Секретное оружие, стр. 10

Формально Харбери подчинен генералу Доннове-ну. Военное разведывательное управление, вот кому он подчинен, и все остальные могут убираться ко всем чертям! А Джергер едет по заданию SSI. Но шифровка за шифровкой предлагала Харбери обеспечить успех операции…

Шифровка за шифровкой: Джергер, Джергер, Джергер…

Откуда он только взялся на его голову, этот Роберт Джергер?!

Харбери даже не очень ясно представлял себе, кто кому будет подчинен: он Джергеру или наоборот.

Военное разведывательное управление и SSI действовали независимо друг от друга, но все это было до тех пор, пока во главе SSI не встал мистер Нобл. С его приходом все полетело вверх тормашками. Сперва он принялся только координировать деятельность смежных ведомств, а затем подмял всех под себя, и, как говорят, даже президент иногда не в силах противостоять его воле…

Донновен ценит майора Харбери, но Харбери известно, что SSI считает его слишком осторожным и недостаточно расторопным…

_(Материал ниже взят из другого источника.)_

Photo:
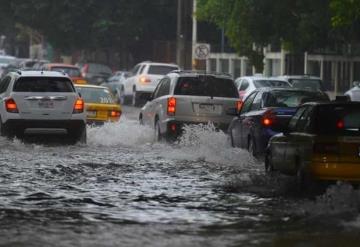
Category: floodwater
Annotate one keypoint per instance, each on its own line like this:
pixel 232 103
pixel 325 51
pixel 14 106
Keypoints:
pixel 122 189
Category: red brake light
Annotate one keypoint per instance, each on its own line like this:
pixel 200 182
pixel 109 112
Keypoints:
pixel 268 119
pixel 171 106
pixel 79 106
pixel 11 106
pixel 116 114
pixel 144 79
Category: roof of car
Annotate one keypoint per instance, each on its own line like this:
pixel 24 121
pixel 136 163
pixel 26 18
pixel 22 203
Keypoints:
pixel 24 73
pixel 61 65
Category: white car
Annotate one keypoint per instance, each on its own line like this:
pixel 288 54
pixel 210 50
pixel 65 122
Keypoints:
pixel 41 102
pixel 353 94
pixel 143 80
pixel 248 84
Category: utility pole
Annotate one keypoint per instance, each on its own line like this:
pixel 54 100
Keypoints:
pixel 179 36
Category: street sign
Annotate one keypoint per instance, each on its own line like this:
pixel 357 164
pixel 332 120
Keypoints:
pixel 201 51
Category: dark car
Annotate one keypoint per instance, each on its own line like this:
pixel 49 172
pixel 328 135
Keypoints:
pixel 266 112
pixel 95 73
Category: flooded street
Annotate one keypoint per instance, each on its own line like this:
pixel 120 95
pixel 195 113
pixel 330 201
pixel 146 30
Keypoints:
pixel 121 189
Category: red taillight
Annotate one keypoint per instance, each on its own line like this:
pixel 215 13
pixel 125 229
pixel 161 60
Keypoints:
pixel 268 119
pixel 79 106
pixel 144 79
pixel 115 114
pixel 171 106
pixel 326 148
pixel 238 105
pixel 11 106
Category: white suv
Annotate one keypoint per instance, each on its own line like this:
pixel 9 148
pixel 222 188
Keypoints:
pixel 143 80
pixel 41 102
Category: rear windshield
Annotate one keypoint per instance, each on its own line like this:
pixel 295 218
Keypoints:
pixel 286 98
pixel 96 95
pixel 160 69
pixel 308 84
pixel 270 83
pixel 72 72
pixel 344 119
pixel 206 86
pixel 43 84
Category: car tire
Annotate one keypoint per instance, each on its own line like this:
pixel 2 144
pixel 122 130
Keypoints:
pixel 252 147
pixel 269 168
pixel 157 131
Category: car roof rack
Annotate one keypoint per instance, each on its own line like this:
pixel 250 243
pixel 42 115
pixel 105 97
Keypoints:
pixel 203 72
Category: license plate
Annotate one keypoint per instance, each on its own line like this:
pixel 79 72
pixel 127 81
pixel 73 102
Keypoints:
pixel 46 104
pixel 207 107
pixel 91 113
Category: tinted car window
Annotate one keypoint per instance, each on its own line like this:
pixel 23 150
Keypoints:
pixel 339 119
pixel 72 72
pixel 96 95
pixel 43 84
pixel 160 69
pixel 284 98
pixel 308 84
pixel 206 86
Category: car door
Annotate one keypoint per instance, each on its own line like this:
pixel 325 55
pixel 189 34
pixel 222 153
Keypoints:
pixel 239 127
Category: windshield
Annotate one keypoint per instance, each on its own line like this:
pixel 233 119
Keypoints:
pixel 43 84
pixel 307 84
pixel 285 98
pixel 72 72
pixel 206 86
pixel 270 83
pixel 96 95
pixel 343 119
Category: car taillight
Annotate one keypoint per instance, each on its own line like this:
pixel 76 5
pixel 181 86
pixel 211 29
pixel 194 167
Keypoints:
pixel 238 105
pixel 11 106
pixel 171 106
pixel 326 148
pixel 116 114
pixel 268 119
pixel 79 106
pixel 144 79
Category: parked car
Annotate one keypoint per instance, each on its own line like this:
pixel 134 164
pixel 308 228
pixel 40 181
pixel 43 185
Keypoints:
pixel 71 70
pixel 143 80
pixel 95 73
pixel 187 97
pixel 321 143
pixel 34 102
pixel 266 112
pixel 116 84
pixel 247 84
pixel 100 104
pixel 306 82
pixel 353 94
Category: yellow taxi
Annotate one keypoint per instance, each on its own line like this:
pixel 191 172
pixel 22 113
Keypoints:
pixel 322 142
pixel 100 104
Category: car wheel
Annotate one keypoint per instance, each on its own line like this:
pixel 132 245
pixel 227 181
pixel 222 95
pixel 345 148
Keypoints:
pixel 157 132
pixel 251 147
pixel 269 169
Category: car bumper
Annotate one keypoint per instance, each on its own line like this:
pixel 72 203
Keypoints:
pixel 335 171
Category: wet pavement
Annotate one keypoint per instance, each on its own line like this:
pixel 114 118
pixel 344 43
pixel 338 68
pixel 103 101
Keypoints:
pixel 122 189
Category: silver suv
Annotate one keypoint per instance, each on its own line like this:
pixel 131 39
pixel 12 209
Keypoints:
pixel 189 97
pixel 41 102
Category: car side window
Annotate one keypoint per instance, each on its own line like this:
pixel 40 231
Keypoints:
pixel 4 84
pixel 256 105
pixel 294 120
pixel 247 103
pixel 244 85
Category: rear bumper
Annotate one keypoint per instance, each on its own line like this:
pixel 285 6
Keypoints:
pixel 335 171
pixel 19 125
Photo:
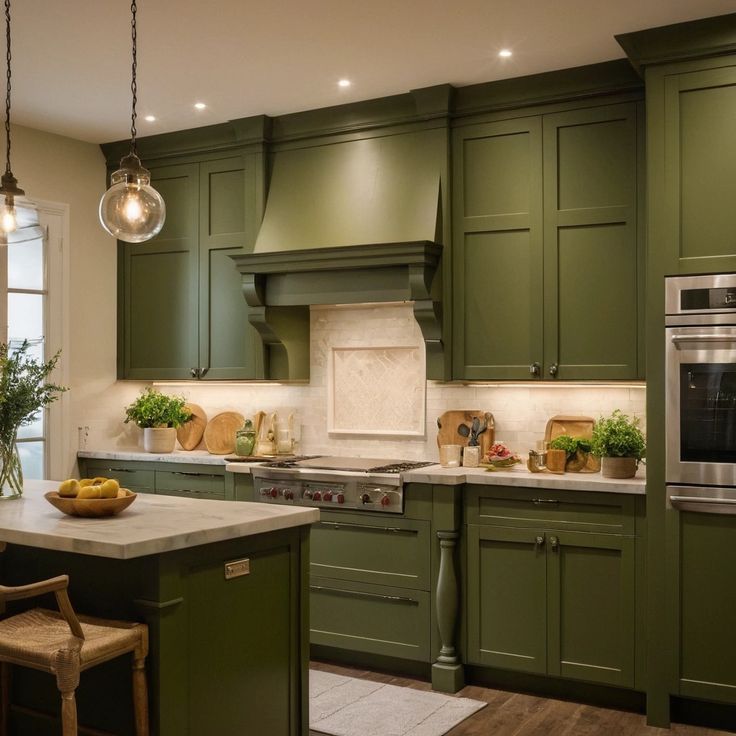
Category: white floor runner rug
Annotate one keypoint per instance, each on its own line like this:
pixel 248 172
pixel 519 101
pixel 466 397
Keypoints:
pixel 345 706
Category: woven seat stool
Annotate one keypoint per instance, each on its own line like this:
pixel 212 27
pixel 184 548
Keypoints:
pixel 64 645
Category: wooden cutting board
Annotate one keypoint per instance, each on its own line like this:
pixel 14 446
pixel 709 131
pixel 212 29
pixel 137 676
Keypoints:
pixel 190 434
pixel 448 423
pixel 219 435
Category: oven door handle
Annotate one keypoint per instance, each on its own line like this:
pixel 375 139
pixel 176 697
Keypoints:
pixel 703 337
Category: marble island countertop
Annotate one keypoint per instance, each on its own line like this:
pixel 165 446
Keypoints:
pixel 151 525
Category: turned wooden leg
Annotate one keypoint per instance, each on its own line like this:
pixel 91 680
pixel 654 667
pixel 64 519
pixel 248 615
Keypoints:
pixel 68 713
pixel 4 697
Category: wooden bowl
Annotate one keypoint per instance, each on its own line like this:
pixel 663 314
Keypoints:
pixel 92 507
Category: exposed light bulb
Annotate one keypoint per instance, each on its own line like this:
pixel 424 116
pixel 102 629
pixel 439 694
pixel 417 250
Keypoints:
pixel 8 218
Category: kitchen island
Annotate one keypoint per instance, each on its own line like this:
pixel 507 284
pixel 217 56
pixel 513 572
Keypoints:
pixel 229 654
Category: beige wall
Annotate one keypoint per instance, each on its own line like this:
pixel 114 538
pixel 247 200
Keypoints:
pixel 62 170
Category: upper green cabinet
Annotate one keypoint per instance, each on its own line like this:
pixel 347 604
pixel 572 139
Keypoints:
pixel 182 311
pixel 692 138
pixel 546 256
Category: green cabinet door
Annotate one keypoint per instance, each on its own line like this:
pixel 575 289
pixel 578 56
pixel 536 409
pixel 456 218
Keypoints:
pixel 497 249
pixel 697 156
pixel 591 254
pixel 703 604
pixel 506 593
pixel 157 333
pixel 591 613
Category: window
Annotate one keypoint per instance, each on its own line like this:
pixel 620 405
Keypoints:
pixel 32 275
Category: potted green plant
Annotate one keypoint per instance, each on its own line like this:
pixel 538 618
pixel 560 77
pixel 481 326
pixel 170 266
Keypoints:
pixel 24 392
pixel 577 451
pixel 620 444
pixel 158 415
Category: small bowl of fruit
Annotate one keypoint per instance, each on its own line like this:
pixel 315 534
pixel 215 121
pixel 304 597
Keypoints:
pixel 92 497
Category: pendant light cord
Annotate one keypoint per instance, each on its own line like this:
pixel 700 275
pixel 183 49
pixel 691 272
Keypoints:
pixel 7 95
pixel 133 84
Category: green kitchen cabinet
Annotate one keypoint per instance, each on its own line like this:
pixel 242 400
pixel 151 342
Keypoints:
pixel 194 480
pixel 702 604
pixel 552 590
pixel 693 154
pixel 182 313
pixel 546 246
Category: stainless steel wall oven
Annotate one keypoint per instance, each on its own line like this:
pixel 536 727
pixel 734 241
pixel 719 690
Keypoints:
pixel 700 326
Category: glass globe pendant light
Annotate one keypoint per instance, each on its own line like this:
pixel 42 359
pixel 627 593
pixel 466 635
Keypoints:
pixel 17 214
pixel 131 209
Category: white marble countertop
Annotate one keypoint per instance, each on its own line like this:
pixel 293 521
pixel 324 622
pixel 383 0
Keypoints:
pixel 178 456
pixel 150 525
pixel 520 476
pixel 436 474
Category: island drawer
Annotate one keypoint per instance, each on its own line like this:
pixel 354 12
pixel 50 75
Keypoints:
pixel 394 622
pixel 544 508
pixel 379 551
pixel 191 483
pixel 133 478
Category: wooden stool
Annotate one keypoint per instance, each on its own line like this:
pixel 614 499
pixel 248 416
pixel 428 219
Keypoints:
pixel 64 645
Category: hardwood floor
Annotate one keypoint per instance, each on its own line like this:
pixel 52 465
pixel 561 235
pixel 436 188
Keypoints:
pixel 516 714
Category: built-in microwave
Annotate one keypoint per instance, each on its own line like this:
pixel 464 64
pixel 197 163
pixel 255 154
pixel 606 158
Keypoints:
pixel 700 327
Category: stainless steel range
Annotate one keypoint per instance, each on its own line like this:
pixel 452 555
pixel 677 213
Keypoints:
pixel 362 484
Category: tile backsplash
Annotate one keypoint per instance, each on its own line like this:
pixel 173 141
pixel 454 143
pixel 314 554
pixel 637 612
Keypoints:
pixel 520 411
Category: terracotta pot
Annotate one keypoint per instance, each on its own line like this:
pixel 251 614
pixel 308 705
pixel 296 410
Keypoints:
pixel 619 467
pixel 159 439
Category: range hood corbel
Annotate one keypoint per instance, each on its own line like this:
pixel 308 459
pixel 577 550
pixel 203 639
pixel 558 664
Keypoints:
pixel 280 286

Попробовали бы они поработать с русскими! Они не понимают, что все испытанные средства, какие годны в любой другой стране, в России слишком часто дают осечку.

Лично Харбери предпочел бы действовать иначе, солидно, продуманно, спокойно, но… служба есть служба.

Поэтому все произошло так, как заранее было определено высшим начальством.

— В шесть часов, — сказал Харбери, — у меня дома.

Если его подслушивают, пусть поинтересуются, кто явится к нему домой!

Он с утра отправился в свой “офис”, в свою контору, или канцелярию, как говорят русские, и прямо оттуда поехал в своем “шевроле” в Клязьму.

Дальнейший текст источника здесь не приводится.